Richard Reid, the "Shoe Bomber," was busted trying to ignite C4 in his sneakers with a box of matches and now, people going through airport security must take off their shoes. Nevermind that it is impossible to ignite C4 with fire (you need an electric charge). The point, I think, is not to make you TRULY safer, but to make you FEEL safer through an elaborate show of "security checks." At the same time, I have left luggage unattended at three major airports (Newark, New York-JFK and New Orleans-Armstrong) just as a test and was never accosted by security at all. I contrast that experience with my time living in London where walking 20 feet away from my luggage was enough for British cops to question me. So then, are the "security" measures put in place at our airports truly in place to keep us safer or to just make us FEEL safer?
Public Comments
- That's been my point for the past seven years. We're not safer. We're really not. The President has instituted all these new policies and procedures (PATRIOT Act, for instance) which make it SEEM like we're safer, but in truth, when you don't know where to look for the next threat (which, clearly, we do not since no one saw 9/11 coming), none of these things can REALLY be counted on to protect us.
- Both. If we didn't have anything at all would that be safe? Would you feel safe? If this was the case I don't think I would ever want to fly.
- Surely. With money back guarantee? No hear-say ! Like the dead Mummy. Look at the mess of the dead Mummy with just hear-say. Luke 8.10, 17 What do you think?
- In US we only have a false sense of security at most airports including JFK. For some reasons in JFK security people love to search 70+ years old handicapped individuals in a wheel chairs. I often fly thru this airport and sometimes next in line to me are very suspicious people with middle eastern faces, but security never ever selected them for more search, they always choose American handicapped people in wheel chairs.
- Have there been any attacks since 9/11? The proof is in the pudding.
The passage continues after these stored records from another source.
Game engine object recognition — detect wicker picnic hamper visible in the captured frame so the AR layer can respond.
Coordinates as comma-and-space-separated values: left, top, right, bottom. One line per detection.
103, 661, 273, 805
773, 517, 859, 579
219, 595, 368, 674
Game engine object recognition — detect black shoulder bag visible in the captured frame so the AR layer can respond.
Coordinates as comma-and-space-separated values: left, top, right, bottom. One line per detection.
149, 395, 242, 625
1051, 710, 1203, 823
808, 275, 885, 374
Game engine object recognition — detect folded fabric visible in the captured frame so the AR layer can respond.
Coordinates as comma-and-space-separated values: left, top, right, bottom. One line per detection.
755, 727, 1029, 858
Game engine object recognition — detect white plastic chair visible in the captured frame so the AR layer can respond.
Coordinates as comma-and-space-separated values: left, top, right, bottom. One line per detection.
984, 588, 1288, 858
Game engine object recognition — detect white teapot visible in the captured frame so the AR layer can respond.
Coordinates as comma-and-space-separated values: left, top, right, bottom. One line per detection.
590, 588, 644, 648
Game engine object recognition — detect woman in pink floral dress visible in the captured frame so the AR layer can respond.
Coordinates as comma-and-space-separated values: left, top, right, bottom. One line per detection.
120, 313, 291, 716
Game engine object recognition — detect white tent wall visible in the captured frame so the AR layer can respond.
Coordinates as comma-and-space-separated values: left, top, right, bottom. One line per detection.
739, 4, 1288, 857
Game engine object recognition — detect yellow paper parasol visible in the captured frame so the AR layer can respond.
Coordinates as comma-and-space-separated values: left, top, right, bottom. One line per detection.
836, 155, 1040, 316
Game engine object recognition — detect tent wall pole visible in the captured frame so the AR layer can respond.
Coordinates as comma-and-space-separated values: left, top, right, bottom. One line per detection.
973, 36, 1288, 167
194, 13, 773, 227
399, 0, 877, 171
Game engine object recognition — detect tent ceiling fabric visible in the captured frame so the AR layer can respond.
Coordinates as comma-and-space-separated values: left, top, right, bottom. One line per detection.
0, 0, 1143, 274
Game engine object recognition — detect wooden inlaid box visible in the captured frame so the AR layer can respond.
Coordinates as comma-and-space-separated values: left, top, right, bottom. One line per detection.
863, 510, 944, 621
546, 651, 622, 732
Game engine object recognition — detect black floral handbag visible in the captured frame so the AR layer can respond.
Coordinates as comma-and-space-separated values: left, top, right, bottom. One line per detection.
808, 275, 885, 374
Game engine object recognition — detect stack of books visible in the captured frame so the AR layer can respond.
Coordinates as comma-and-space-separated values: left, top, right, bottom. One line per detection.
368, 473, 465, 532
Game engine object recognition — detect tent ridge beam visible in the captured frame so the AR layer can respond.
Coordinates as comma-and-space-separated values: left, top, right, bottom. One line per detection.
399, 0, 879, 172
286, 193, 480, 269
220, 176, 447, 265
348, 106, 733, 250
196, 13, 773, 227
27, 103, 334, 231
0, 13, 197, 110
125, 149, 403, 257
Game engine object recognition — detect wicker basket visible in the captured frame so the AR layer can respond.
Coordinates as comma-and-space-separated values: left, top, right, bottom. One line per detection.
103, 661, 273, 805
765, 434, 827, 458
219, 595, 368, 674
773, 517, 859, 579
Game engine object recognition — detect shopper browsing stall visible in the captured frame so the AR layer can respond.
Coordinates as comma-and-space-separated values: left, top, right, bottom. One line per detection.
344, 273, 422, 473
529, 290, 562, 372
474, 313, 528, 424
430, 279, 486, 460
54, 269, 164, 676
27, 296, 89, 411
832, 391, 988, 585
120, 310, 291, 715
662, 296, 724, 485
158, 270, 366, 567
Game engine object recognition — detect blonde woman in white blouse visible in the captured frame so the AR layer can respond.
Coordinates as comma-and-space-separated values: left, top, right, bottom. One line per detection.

- Who wants to go through life with fear of harm and death on their minds. But then, most people who are aware of danger know they can never predict when something will happen. It depends when and where a person feels less secure. When most people go through airports and see strict security measures they may momentarily think they are safe but they can't say they don't wonder in the back of their minds if they are truly safe. When going through the terminal up to and after boarding the plane don't people look at certain characteristic in other people and/or in their mind what they may deem as suspicious behavior and wonder if a terrorist got through the cracks. I think people are given the impression that their airports are safe, and they want to believe they are more secure now than ever, which they are, but they are always on guard to unexpected acts of terrorism which they know are unpredictable. So to answer your question, it's both.